198. Kondrashin et al., Golod v SSSR, I/i: 228–30 (TsA FSB, f. 2m, op. 8, d. 834, l. 985–6), 230 (RGAE, f. 8043, op. 11, d. 17, l. 208–208ob.), 230–9 (TsA FSB, f. 2, op. 8, d. 834, l. 1072–6).
199. Schoolteachers in Akmolinsk province of Kazakhstan deserted their schools en masse and signed on for work at the railroad, which had some food to distribute. Kondrashin et al., Golod v SSSR, I/i: 207–8 (GA Kustanaiskoi obl. Respubliki Kazakhstan, f. 54–p, op. 1, d. 784, l. 14), 220–7 (TSA FSB, f. 2m, op. 8, d. 744, l. 570–6), 227–8 (l. 612). Kazakhstan went from 2 percent collectivization of households as of 1928 to 50 percent as of April 1, 1930, by official statistics. Kozybaev et al., Kollektivizatsiia v Kazakhstane, 4.
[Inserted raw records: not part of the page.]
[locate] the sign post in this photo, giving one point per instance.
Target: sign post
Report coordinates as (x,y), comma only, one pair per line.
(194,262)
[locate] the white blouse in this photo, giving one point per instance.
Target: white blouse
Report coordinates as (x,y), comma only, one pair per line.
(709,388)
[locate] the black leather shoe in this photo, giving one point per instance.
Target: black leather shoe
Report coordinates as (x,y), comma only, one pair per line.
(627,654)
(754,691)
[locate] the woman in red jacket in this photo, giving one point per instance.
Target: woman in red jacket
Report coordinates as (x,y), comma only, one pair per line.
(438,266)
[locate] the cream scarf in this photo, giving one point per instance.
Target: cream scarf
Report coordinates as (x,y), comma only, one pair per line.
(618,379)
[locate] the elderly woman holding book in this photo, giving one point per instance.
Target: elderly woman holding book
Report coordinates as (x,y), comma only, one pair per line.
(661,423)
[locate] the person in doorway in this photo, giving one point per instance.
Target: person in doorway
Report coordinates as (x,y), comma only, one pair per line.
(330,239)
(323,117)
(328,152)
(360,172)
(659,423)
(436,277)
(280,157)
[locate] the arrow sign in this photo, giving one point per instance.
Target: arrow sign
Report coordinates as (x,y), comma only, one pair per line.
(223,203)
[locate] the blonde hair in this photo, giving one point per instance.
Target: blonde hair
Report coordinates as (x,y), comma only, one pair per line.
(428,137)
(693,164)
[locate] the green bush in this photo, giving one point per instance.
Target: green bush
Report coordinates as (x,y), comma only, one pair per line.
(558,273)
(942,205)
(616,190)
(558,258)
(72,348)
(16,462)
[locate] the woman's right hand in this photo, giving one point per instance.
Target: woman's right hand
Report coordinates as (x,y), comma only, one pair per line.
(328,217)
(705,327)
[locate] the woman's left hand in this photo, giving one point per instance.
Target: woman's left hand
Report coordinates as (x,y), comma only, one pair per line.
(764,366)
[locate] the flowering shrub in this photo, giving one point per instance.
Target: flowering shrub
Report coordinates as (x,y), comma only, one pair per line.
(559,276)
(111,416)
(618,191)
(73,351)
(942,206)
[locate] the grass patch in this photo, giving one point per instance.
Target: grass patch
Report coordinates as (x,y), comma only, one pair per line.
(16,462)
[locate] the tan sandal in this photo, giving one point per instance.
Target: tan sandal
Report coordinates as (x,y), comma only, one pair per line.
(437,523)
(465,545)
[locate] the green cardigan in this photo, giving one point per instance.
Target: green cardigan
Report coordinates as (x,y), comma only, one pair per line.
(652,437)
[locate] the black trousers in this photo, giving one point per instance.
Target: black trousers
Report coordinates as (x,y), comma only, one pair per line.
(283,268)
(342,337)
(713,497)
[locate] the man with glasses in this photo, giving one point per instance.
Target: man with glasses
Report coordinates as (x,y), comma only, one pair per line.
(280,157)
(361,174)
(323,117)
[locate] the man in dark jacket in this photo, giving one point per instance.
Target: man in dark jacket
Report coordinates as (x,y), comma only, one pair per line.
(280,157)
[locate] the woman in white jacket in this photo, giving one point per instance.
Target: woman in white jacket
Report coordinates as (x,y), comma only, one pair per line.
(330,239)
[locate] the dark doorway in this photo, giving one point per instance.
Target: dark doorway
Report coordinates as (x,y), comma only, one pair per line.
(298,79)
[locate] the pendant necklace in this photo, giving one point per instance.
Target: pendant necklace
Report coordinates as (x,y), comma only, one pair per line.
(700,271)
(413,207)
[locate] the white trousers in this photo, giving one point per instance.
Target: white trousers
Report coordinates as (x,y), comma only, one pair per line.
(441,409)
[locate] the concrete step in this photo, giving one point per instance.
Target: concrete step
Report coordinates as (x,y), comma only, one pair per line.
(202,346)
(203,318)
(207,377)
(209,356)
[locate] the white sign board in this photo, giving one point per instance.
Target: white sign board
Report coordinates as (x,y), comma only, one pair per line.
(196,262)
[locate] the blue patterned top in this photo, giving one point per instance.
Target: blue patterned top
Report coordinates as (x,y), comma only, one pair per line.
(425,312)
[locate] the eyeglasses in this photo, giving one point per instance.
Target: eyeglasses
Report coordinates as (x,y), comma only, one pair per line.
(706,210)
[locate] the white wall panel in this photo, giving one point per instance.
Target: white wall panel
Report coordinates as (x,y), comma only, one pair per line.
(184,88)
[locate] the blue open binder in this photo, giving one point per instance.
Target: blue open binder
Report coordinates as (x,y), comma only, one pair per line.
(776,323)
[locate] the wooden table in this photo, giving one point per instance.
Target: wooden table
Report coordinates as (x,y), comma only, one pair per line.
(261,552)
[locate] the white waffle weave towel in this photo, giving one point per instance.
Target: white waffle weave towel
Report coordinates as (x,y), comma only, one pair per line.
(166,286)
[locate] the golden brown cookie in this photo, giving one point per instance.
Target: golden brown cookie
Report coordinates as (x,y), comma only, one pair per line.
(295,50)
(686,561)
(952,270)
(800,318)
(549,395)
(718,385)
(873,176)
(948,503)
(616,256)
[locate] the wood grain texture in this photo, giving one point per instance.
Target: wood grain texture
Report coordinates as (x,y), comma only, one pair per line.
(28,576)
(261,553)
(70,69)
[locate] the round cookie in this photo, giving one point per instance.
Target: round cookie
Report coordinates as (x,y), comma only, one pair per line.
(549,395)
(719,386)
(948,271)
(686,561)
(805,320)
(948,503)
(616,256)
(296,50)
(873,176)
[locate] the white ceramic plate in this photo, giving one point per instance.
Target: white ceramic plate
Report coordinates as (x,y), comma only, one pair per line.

200. As trade negotiations with Britain continued over Soviet obligations for tsarist and Provisional Government debt, the Soviet envoy to London, Sokolnikov, was receiving wide praise in the British press as one Communist who kept his word. A Russian émigré periodical edited by Paul Miliukov, the former leader of the Constitutional Democrats, praised Sokolnikov as “the sole Soviet administrator who has demonstrated with deeds that he is capable of learning state affairs.” Mischievously, the article posed the question, “Stalin or Sokolnikov?” Miliukov, Poslednie novosti, May 16, 1930; see also Vozrozhdenie, May 17, 1930; Genis, “Upriamyi narkom s il’inki,” 235. Sokolnikov is said to have fretted to his wife, “Stalin will never forgive me this and will necessarily exact revenge.” Serebriakova, “Iz vospominanii,” at 242. On Sept. 17, 1930, Yaroslavsky wrote a denunciation to Orjonikidze (party Control Commission) of Sokolnikov’s alleged expenditure in London of 4,000 gold rubles on sleeping quarters for his mistress. Kvashonkin, Sovetskoe rukovodstvo, 134–5 (RGASPI, f. 85, op. 27, d. 267, l. 1–2). Sokolnikov would serve as envoy to Britain through Sept. 14, 1932. He was replaced by Jan Lachowiecki, from a Russified Polish family, who had taken the name Ivan Maisky, a confidant of Litvinov.